After half a day without waking, she hooked him up to a saline drip. He still didn’t stir. A few times, she heard footsteps in the hallway, but if Atreus was lurking about the house again, he didn’t come too near.
Finally, Kaine’s eyes fluttered and opened, falling on her.
She went very still. “Can you see me?”
He squinted. “Shapes at least.” He squeezed his eyes shut, wincing and reopening them. “I think it’s getting better.”
“Good.” She nodded shakily. “I was thinking perhaps the heart injury could have caused blood clotting, or maybe there was nerve strain. Either could cause temporary blindness.”
He gave an absent nod because it hardly mattered either way. His fingers trailed over, finding her. “Are you all right?”
“Of course,” she said, grateful he couldn’t see clearly, because she was too exhausted to lie convincingly.

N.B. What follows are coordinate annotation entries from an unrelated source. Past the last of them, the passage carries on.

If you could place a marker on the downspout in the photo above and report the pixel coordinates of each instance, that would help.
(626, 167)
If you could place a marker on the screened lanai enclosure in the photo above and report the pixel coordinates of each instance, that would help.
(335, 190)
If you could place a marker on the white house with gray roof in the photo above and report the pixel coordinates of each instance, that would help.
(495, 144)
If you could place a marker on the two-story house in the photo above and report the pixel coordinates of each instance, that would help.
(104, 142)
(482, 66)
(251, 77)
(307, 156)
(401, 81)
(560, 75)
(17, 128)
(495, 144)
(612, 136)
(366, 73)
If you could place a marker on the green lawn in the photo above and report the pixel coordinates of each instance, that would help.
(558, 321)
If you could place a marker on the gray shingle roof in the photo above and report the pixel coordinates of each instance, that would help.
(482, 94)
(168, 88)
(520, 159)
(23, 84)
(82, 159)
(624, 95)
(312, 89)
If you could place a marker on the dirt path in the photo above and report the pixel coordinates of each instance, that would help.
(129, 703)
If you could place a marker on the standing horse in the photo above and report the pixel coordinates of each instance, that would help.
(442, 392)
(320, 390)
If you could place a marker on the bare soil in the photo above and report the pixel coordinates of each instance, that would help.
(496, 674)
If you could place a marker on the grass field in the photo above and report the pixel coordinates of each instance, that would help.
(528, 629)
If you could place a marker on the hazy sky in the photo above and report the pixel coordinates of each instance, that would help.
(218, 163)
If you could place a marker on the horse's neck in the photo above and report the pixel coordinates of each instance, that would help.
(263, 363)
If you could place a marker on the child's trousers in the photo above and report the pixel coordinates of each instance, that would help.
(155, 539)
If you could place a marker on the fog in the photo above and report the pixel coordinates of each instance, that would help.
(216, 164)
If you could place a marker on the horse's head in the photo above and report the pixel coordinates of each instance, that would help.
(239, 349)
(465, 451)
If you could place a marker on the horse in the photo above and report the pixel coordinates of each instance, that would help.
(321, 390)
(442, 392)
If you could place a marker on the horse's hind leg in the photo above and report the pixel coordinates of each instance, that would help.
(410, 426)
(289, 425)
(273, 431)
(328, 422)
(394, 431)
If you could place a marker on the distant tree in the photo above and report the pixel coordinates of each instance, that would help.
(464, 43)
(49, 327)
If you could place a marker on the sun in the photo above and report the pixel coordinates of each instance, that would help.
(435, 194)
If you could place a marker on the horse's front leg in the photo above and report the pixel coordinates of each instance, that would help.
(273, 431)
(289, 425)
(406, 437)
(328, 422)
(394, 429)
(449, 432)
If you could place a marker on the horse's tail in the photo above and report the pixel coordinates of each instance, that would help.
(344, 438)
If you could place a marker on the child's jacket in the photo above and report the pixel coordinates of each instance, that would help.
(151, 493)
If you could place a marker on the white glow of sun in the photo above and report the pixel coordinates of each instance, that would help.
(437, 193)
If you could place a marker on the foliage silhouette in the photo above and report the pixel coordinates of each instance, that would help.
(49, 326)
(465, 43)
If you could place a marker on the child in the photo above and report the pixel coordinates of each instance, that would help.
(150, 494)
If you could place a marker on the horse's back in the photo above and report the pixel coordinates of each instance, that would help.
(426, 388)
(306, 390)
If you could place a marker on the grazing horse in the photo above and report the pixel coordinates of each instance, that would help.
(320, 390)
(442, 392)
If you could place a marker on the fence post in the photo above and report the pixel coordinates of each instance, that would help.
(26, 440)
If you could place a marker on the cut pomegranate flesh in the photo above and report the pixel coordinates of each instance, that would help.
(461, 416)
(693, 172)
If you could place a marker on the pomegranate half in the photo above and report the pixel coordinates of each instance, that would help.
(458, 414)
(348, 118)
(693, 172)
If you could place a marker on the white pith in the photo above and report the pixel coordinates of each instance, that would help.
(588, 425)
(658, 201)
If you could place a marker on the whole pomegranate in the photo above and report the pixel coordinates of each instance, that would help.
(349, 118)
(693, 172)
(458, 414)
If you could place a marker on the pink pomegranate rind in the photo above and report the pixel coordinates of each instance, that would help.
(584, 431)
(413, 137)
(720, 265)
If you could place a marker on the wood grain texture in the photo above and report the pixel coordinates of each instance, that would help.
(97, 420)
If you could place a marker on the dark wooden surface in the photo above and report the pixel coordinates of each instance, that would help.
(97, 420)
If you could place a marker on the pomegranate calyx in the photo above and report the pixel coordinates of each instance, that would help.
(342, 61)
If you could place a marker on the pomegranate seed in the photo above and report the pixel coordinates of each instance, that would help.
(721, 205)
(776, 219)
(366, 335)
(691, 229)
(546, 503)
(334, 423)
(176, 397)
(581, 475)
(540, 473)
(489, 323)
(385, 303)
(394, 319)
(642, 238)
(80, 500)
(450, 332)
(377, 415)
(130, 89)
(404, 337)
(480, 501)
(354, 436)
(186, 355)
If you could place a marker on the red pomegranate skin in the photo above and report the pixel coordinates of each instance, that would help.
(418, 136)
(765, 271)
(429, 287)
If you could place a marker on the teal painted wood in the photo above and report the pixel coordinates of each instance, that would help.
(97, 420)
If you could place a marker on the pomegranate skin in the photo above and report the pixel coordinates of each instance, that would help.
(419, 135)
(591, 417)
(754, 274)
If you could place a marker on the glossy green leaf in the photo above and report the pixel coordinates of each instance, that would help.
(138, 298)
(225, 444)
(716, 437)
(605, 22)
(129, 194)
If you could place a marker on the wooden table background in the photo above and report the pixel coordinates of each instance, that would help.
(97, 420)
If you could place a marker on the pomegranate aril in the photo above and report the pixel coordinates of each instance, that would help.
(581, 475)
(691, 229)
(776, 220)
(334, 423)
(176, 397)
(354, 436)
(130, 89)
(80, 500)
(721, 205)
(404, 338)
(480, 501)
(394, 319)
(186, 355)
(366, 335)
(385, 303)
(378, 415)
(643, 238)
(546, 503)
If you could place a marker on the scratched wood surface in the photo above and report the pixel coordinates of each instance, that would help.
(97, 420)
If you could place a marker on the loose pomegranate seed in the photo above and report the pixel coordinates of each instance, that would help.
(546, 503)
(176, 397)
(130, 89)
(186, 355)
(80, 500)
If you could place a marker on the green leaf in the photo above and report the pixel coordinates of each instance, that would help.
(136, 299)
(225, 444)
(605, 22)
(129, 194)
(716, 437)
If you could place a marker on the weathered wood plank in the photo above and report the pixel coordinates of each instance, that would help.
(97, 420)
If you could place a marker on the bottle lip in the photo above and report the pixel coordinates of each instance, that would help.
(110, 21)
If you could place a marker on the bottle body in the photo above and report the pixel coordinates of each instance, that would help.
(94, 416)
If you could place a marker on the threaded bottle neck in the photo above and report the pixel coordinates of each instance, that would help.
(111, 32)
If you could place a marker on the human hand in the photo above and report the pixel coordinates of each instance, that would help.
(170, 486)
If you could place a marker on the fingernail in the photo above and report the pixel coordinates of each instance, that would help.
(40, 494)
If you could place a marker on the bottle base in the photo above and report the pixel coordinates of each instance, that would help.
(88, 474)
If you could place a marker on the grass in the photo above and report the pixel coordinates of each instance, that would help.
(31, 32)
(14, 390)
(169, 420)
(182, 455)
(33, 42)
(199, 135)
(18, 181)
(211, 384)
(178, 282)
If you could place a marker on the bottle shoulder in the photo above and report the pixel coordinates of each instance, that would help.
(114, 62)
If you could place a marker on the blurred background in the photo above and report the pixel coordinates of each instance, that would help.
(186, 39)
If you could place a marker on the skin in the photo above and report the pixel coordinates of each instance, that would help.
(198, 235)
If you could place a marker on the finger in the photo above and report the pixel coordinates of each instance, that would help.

He started to close his eyes, but then they snapped open again. “My father is at my door.” He sat up stiffly with a groan. “I need to go deal with him. There’s still arrangements I haven’t—”
Helena caught him by the shoulder. “You can’t get up yet. You’re not recovered.”
He placed his hand over hers, trying to squeeze, but instead his fingers spasmed. “My father cannot find me here. I don’t need to recover anymore. You have to leave tonight. I can’t make it a perfect trip, but there’s enough in place. You’ll be able to manage.”
“T-Tonight?”
He said nothing else. He stood up, pulling the needle from his arm, and dressing quickly. He struggled with the buttons on his shirt; Helena had to help him.
“My eyes are getting better already,” he said, his voice hoarse. “I can see how disapproving you look.”
He took her hands in his and after some difficulty managed to get his fingers steady enough to remove the manacles. She locked the copper back around her wrists herself.
“Keep the door locked,” he said. “I’ll be back by nightfall.”